Dass sie so oft diskriminiert, attackiert oder abgelehnt werden, macht den meist jungen Opfern zu schaffen. Manchmal so sehr, dass sie sich sogar umbringen.
Männliche Cheerleader bei den Minnesota Vikings
Die American-Football-Mannschaft Minnesota Vikings stellt im August 2025 mit Blaize Shiek und Louie Conn ihre ersten männlichen Cheerleader vor.

In den sozialen Medien führt das wie nicht anders zu erwarten zu gemischten Reaktionen.
Es gibt Lob, aber auch Kritik von konservativen Männern, die natürlich gleich wieder mit homophoben Beleidigungen daherkommen.
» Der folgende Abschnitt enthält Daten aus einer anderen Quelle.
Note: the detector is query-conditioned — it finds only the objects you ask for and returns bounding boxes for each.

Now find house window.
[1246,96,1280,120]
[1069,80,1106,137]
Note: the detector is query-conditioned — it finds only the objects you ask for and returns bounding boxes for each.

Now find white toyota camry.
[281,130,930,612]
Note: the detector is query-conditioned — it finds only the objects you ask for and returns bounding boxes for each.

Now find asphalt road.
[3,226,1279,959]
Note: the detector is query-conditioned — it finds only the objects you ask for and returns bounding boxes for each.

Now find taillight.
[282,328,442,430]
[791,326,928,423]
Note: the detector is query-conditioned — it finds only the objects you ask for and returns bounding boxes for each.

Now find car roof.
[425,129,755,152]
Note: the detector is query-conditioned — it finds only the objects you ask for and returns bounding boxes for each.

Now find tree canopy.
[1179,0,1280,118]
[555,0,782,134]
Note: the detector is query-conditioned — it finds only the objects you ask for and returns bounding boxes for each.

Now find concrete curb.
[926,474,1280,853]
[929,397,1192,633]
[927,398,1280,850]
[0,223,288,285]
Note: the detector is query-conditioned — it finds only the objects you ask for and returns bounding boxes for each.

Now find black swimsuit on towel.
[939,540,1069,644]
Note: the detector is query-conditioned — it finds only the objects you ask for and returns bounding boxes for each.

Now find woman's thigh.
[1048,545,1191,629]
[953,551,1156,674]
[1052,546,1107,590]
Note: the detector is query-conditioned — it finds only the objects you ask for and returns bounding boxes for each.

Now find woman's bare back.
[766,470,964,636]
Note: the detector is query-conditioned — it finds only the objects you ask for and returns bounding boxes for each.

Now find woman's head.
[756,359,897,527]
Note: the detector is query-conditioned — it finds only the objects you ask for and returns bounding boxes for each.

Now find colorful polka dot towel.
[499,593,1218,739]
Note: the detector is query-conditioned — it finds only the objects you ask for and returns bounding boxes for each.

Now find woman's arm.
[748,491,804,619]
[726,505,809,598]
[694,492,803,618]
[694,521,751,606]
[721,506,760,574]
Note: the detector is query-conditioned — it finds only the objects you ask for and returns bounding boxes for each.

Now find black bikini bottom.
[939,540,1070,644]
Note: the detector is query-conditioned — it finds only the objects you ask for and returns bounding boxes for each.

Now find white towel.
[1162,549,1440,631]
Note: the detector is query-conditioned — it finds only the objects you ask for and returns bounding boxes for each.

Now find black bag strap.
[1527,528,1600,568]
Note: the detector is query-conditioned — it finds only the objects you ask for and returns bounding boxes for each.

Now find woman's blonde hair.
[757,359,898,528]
Es gibt sogar Drohungen, deswegen Saison-Tickets zurückzugeben!
Diese Zuschauer wussten vielleicht nicht, dass sogar nicht gerade progressive Präsidenten wie Ronald Reagan und George W. Bush in ihrer Universitätszeit Cheerleader waren; letzterer sogar während seines Abschlussjahres an der Highschool.
Homosexualität als Todsünde bezeichnet
In der NFL ist (genau wie noch immer im Männerfussball vieler Länder!) Queerfeindlichkeit weit verbreitet.
Letztes Jahr war beispielsweise Harrison Butker, der mit seinem Team Kansas City Chiefs die Meisterschaft gewonnen hatte, in den Schlagzeilen, weil er Homosexualität allen Ernstes als Todsünde bezeichnet hatte.
Die Frage ist berechtigt, ob man überhaupt eine von manchen belächelte Sportart braucht, bei der Menschen (m/w/d) verdinglicht werden – und in knappen Outfits herumhüpfen, um andere anzufeuern. Das sei mal dahingestellt.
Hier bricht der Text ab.